Un vide qui ouvre aussi la porte à des usages plus problématiques

L'absence de titre protégé ne pose pas seulement une question de qualité de formation : elle permet aussi à des pratiques éloignées du cadre thérapeutique de s'abriter derrière le même vocabulaire. Le rapport d'activité 2022-2024 de la Mission interministérielle de vigilance et de lutte contre les dérives sectaires (Miviludes) documente ainsi, parmi les signalements reçus dans le champ santé et bien-être, le cas d'une personne se présentant comme « chanteuse lyrique et cosmique », « formatrice, musicothérapeute, médium canal », qui proposait une « méthode de musicothérapie spirituelle » présentée comme un procédé de « guérison quantique » censé « reprogrammer les cellules du corps ». Rien, dans le droit français actuel, n'empêche une telle personne de revendiquer le même intitulé professionnel qu'un musicothérapeute formé plusieurs années dans un cursus universitaire adossé à une faculté de médecine.

Ce que cette absence de cadre implique concrètement

Faute de titre protégé, la qualité et la durée de formation des personnes se présentant comme art-thérapeutes ou musicothérapeutes en France restent très variables : certaines suivent un diplôme universitaire de plusieurs années adossé à une faculté de médecine ou de psychologie, quand d'autres obtiennent une certification privée en quelques mois, voire suivent une formation non certifiante. Cette hétérogénéité, commune à de nombreuses pratiques de bien-être non réglementées en France, ne permet pas à un patient ou à un établissement de s'appuyer sur un repère unique et fiable pour évaluer la qualification d'un intervenant — d'où l'intérêt, pour les établissements de santé, de recourir en priorité à des professionnels intégrés à une équipe de soins encadrée médicalement, à l'image du dispositif lyonnais, plutôt qu'à un exercice isolé et non supervisé.
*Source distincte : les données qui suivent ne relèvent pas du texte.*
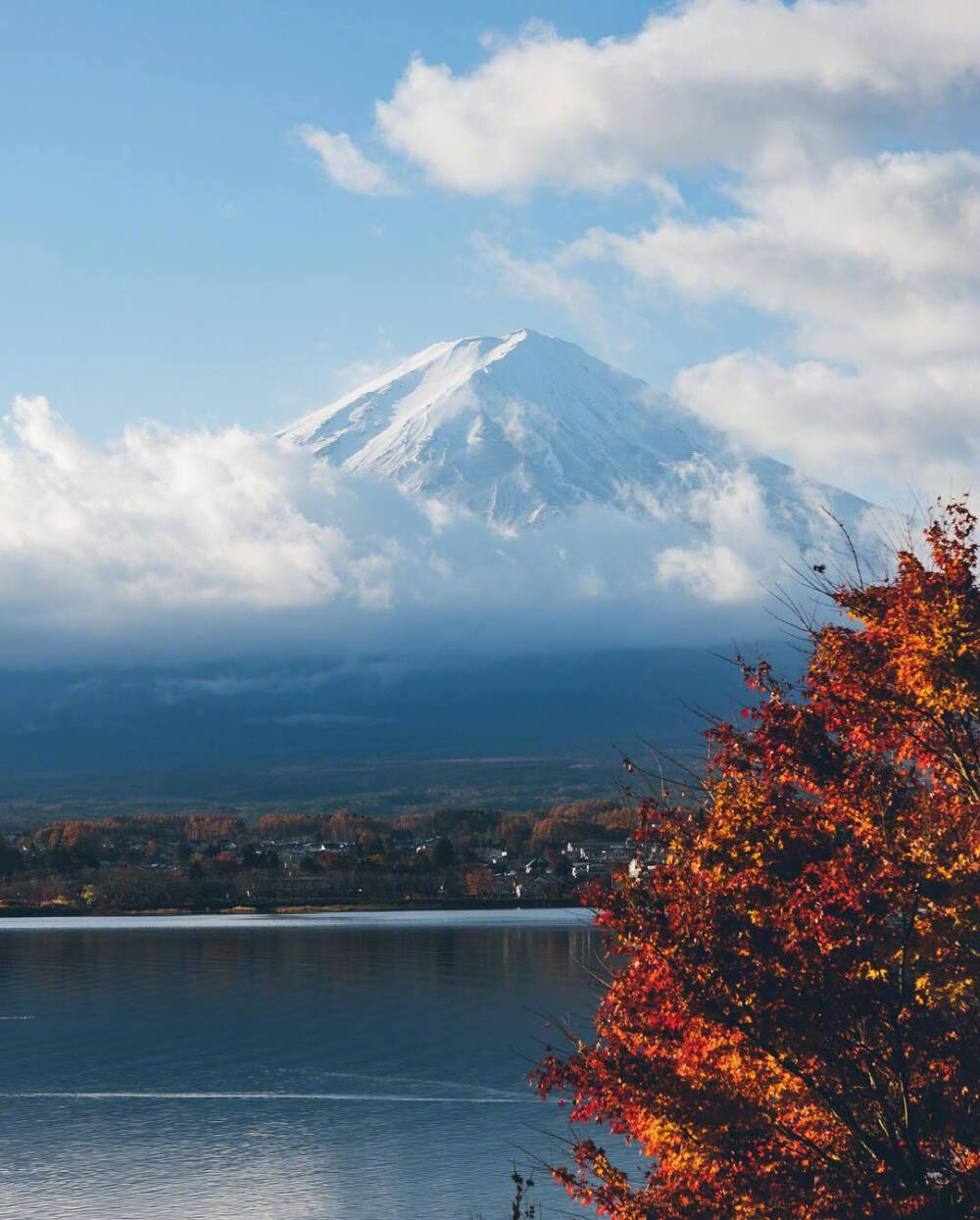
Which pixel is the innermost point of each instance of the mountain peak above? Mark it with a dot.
(518, 428)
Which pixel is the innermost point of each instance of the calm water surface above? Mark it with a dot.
(329, 1066)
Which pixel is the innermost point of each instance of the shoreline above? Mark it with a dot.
(68, 911)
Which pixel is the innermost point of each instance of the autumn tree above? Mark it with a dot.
(791, 1022)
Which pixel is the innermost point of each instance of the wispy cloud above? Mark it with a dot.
(346, 165)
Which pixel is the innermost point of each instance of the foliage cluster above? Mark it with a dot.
(791, 1027)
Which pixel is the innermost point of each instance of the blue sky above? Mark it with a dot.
(170, 249)
(219, 216)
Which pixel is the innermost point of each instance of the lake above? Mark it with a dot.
(339, 1066)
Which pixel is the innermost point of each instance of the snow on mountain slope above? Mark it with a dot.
(520, 429)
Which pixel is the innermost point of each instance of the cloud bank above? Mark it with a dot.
(214, 543)
(834, 154)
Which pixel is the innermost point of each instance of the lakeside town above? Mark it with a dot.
(279, 861)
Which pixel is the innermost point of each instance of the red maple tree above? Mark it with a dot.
(791, 1025)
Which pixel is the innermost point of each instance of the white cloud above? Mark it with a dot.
(734, 82)
(540, 280)
(870, 258)
(228, 542)
(918, 424)
(871, 265)
(346, 165)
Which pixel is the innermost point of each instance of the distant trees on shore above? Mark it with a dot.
(207, 860)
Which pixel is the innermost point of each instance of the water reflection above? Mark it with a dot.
(166, 1058)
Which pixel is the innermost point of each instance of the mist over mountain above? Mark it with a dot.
(464, 581)
(487, 496)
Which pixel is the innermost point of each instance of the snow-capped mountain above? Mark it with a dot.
(522, 428)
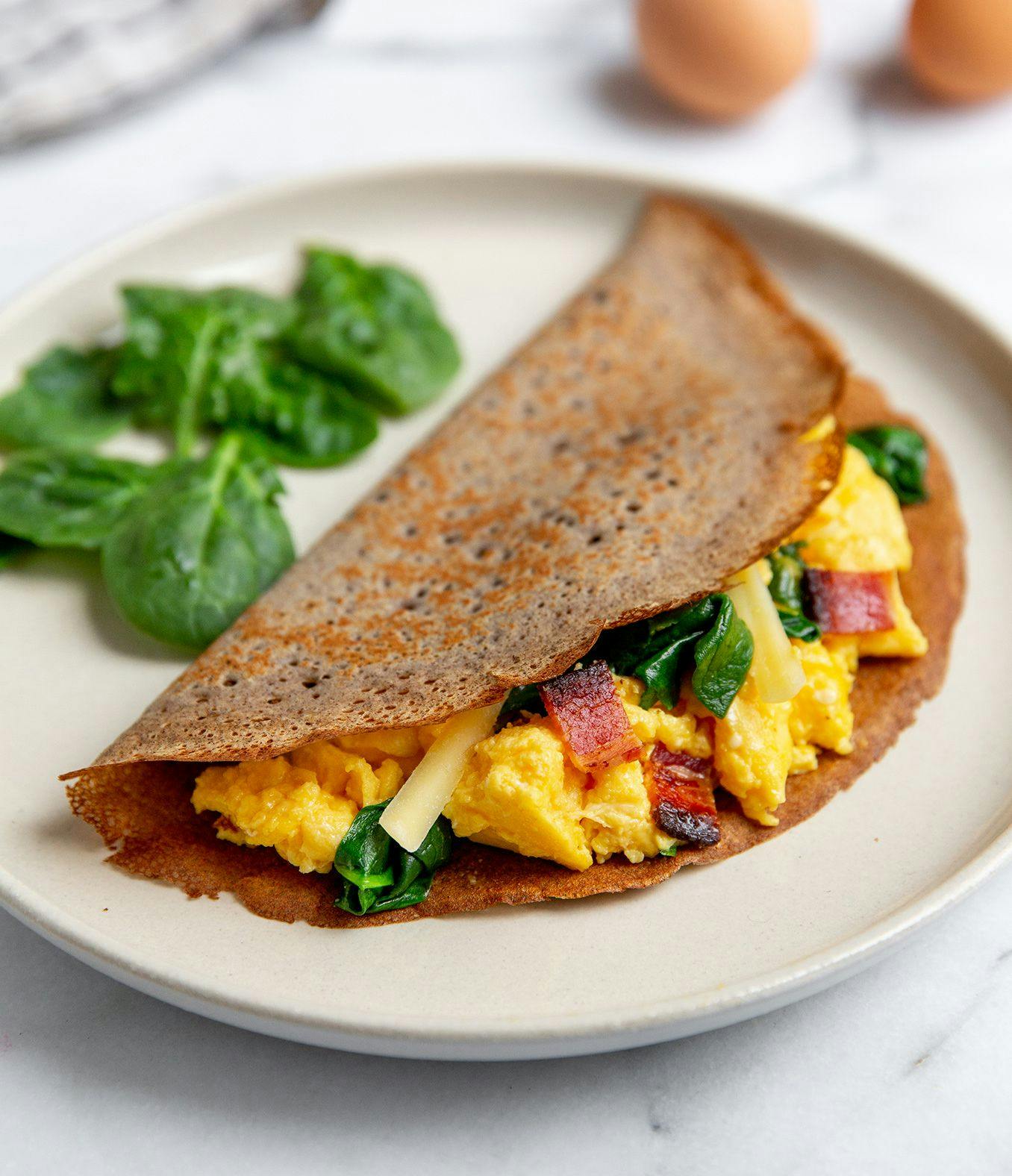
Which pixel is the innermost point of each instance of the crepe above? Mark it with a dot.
(143, 807)
(630, 457)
Cette absence de statut a également une traduction très concrète sur l'emploi : selon l'EFAT, la plupart des art-thérapeutes en France exercent à temps partiel dans ce rôle et doivent compléter leurs revenus par d'autres activités, dans les secteurs médical, éducatif ou social — les postes à temps plein dédiés spécifiquement à l'art-thérapie restant rares. La progression au sein des établissements hospitaliers, comme à Lyon, s'inscrit ainsi davantage dans une logique de mission ponctuelle rattachée à un service que dans la création de postes pérennes et identifiés d'art-thérapeute ou de musicothérapeute.

Rappel de prudence

L'art-thérapie et la musicothérapie sont des pratiques d'accompagnement et de médiation, dont certains effets sur la douleur ressentie ou l'anxiété ont fait l'objet d'études cliniques, notamment en contexte hospitalier pédiatrique. Elles ne constituent en rien un traitement médical à part entière et ne sauraient se substituer à une prise en charge par un médecin, un psychologue ou un psychiatre en cas de pathologie somatique ou psychique caractérisée. En l'absence de titre protégé, il revient à chaque patient de vérifier la formation effective, la durée du cursus suivi et, le cas échéant, l'intégration du praticien à une équipe de soins encadrée, avant d'engager un accompagnement de ce type.